De nombreuses espèces de mammifères adoptent un comportement caractéristique en réponse aux phéromones, appelé flehmen : l’animal se tient droit, étend son cou, lève la tête, évase les narines, ouvre légèrement la bouche et recourbe la lèvre supérieure, exposant souvent la gencive supérieure.
Le flehmen est souvent effectué à plusieurs reprises en réponse au même stimulus et peut être maintenu pendant une minute ou plus. On pense que ce comportement facilite le transport de composés relativement non volatils vers l’organe voméronasal, qui est situé dans l’os vomer entre les voies nasales et la bouche. Ainsi l’organe voméronasal semble être utilisé pour la perception et l’analyse des phéromones, permettant à l’animal effectuant des flehmens d’obtenir des informations sur l’animal émettant les phéromones.
Des phéromones chez l'humain ?
Contrairement à la majorité des mammifères, l’organe voméronasale (OVN) chez l’être humain adulte n’est pas fonctionnel. Il est retrouvé à l’état de vestige et est dépourvu de connexions neuronales.
Cependant, l’OVN n’est pas la seule structure impliquée dans la détection de phéromones.
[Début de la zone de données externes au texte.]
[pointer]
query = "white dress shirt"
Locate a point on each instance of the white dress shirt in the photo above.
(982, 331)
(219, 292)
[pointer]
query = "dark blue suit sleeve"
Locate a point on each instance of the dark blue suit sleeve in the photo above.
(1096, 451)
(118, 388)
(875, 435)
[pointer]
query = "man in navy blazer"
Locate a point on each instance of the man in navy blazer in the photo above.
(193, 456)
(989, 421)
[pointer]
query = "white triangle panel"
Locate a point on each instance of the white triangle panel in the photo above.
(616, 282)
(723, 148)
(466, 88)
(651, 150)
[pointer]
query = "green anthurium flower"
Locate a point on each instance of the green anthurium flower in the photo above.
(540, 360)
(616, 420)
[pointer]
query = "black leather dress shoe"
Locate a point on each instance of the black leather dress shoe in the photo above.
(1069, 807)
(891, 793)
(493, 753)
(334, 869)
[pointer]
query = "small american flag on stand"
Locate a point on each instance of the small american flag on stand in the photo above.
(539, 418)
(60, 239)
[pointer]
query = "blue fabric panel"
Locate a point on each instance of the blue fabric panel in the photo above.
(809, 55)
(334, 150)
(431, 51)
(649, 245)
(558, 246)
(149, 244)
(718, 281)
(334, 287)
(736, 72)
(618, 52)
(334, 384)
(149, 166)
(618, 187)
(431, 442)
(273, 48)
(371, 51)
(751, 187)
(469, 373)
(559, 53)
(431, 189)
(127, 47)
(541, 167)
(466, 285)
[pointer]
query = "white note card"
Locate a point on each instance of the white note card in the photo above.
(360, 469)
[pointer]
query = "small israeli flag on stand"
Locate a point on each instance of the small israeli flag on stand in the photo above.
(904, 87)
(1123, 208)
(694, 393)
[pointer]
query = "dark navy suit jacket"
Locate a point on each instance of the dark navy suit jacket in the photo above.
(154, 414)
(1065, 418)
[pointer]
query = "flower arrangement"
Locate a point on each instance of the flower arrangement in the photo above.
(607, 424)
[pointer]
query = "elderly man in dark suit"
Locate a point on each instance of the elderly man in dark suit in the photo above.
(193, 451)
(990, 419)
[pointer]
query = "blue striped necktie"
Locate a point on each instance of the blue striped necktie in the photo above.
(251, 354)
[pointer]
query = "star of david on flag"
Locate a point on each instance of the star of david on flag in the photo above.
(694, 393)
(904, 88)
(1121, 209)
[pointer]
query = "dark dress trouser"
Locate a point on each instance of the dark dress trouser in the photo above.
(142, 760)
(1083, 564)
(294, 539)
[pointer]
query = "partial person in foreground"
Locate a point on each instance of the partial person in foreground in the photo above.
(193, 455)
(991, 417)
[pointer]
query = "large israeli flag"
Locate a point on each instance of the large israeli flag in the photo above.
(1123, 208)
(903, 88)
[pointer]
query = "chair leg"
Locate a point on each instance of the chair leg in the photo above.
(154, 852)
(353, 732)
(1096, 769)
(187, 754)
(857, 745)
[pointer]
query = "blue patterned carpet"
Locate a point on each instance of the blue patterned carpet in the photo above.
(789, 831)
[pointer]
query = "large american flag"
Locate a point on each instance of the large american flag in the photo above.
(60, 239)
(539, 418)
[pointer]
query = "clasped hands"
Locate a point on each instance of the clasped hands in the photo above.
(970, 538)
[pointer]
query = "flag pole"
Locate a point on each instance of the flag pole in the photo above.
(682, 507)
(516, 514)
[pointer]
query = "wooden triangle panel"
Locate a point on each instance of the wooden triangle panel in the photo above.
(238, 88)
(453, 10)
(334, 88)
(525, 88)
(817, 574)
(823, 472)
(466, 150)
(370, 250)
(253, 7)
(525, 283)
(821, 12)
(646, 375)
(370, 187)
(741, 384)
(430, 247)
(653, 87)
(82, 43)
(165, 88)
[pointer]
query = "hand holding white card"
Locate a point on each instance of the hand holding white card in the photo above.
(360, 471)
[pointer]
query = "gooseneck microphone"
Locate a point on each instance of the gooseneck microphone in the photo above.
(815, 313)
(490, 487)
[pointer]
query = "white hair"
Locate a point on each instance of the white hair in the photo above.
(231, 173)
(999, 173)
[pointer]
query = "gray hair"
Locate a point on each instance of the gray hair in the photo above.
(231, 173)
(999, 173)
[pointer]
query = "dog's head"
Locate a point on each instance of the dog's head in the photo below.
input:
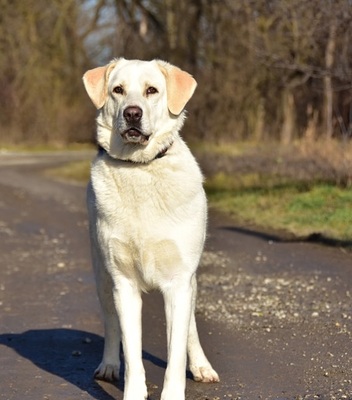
(140, 105)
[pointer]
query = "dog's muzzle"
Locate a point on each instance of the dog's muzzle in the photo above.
(134, 134)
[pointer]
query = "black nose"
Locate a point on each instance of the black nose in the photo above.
(133, 114)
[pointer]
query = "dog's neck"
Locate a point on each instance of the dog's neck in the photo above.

Le système olfactif principal peut lui aussi être impliqué dans ce processus mais, face à l’absence de preuves solides, l’existence de phéromones humaines est à ce jour sujet à controverse. Néanmoins, la réponse des bébés à des sécrétions de mères allaitantes (et pas seulement à la leur), suggère l’existence d’une phéromone mammaire humaine.